The result was “Dreambirds: The Strange History of the Ostrich in Fashion, Food and Fortune.” Published in 2000, the critically lauded book explored the history of ostrich farming in Oudtshoorn, a small town close to Nixon’s hometown of Port Elizabeth. The “feather trade” there boomed briefly before World War I, and quickly busted. But remnants of the industry remained and memories of ostriches were a powerful part of his childhood, he says.

The book is also a memoir that deals with Nixon’s relationship with his family, his own migration to the United States and identity as a South African. That it is centered on ostriches doesn’t seem as odd after Nixon describes the Arab fable detailing the bird’s supposed origins.

When Allah summoned creatures to be named and categorized, the ostrich decided that it was not a bird, since it could not fly, yet also not a beast, since it had two legs rather than four.
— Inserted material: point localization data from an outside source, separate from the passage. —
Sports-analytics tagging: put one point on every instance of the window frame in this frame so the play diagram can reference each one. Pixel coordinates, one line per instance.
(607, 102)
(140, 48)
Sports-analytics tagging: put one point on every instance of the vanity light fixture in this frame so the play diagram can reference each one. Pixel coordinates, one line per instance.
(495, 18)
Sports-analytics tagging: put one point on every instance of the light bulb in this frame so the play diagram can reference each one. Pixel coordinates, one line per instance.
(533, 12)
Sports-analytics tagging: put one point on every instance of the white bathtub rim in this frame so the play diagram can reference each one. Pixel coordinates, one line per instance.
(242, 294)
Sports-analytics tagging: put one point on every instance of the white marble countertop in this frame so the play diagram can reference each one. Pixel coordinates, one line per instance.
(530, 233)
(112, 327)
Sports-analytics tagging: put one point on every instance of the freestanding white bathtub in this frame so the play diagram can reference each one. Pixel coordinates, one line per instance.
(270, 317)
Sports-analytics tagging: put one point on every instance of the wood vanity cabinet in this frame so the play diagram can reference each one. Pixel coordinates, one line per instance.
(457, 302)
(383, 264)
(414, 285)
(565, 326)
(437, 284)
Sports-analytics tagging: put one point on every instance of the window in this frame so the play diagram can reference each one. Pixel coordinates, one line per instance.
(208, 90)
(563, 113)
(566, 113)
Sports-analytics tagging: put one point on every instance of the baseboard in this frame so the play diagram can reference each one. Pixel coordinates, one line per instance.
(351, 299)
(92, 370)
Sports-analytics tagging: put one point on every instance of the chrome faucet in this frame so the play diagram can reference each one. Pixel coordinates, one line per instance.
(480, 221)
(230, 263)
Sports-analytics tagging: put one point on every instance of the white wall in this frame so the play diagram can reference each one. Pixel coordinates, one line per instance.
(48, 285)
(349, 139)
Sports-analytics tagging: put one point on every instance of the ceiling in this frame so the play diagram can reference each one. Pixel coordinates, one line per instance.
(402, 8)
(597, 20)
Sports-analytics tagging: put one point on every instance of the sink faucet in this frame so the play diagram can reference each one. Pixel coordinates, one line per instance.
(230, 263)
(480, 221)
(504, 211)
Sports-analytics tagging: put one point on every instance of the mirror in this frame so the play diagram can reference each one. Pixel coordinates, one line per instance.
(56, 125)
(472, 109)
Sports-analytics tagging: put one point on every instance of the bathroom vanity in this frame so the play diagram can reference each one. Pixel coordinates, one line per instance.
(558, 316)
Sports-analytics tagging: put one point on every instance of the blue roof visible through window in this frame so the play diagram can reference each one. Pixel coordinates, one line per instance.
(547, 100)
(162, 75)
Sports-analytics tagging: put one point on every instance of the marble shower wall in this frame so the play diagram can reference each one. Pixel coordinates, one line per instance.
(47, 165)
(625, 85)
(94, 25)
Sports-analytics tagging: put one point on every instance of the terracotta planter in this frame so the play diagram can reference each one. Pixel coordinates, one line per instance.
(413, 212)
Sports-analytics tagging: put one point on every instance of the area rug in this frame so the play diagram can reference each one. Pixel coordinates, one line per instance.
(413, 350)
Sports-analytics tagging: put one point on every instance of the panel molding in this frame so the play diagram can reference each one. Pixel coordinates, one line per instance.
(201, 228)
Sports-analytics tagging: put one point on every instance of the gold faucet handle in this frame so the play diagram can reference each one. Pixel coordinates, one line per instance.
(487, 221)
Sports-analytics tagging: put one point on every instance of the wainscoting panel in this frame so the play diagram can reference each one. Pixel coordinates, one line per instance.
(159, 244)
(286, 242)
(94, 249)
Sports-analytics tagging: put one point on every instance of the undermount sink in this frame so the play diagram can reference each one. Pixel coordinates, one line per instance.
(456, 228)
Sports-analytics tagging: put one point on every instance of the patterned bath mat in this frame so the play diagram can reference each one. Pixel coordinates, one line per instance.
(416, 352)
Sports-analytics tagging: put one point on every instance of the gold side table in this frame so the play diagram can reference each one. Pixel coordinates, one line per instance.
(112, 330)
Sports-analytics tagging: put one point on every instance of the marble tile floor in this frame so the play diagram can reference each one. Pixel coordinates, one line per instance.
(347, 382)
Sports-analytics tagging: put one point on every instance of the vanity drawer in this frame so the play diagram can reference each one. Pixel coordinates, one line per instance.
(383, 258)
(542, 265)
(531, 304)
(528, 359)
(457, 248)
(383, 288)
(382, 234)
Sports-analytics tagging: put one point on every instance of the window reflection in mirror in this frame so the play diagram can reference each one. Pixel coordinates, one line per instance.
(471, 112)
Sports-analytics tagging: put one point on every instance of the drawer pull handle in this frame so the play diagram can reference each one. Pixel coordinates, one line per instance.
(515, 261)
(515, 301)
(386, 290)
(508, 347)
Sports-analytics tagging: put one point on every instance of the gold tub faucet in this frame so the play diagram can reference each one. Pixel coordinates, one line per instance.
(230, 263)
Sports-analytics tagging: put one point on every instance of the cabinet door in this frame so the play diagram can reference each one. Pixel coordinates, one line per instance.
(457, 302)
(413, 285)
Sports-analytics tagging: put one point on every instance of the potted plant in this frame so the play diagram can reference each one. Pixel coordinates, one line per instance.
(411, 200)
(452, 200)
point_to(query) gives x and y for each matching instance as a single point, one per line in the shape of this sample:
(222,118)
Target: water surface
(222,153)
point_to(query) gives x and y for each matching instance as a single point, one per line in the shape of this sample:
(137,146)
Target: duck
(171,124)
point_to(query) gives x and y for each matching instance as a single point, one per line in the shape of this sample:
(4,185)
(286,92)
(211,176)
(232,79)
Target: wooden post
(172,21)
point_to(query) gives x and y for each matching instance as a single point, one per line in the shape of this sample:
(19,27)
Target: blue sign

When Allah noticed the ostrich’s aloofness he decreed: “You have cut yourself off from all your fellow creatures. You have chosen to be different and to be alone. So you shall live as you have chosen.”

Though Nixon still describes himself as a “gregarious recluse,” he says his years of migration are at an end. He and his partner (and fellow UW–Madison English professor) Anne McClintock recently “anchored” here by buying a home not far from campus. After spending years in cosmopolitan cities, he says Madison provides easier access to nature, where he does his best writing.

While taking the fall semester off from teaching, Nixon plans to work on two projects. One is a study of post-colonial literature from across the world, viewed through the prism of environmentalism.

The other project, tentatively titled “An Autobiography of Touch,” stages a personal exploration of masculinity through a series of scenes involving hands and skin.

“A lot has been written about men, and sex and violence,” Nixon says, “much less about men’s experience of the traumatic and restorative power of touch.”

Draine, of the English Department, says Nixon’s colleagues won’t be surprised whatever his next direction.

“We are hardly startled when he publishes a book on ostriches and identity, and we try not to wince when he says his new book will be about “my body,'” she says. “Meanwhile, perusing the Sunday New York Times, we find him in the travel section revealing his adventures in exploring Wisconsin villages and trails. Rob addresses all these topics with sharp insight and elegant style.”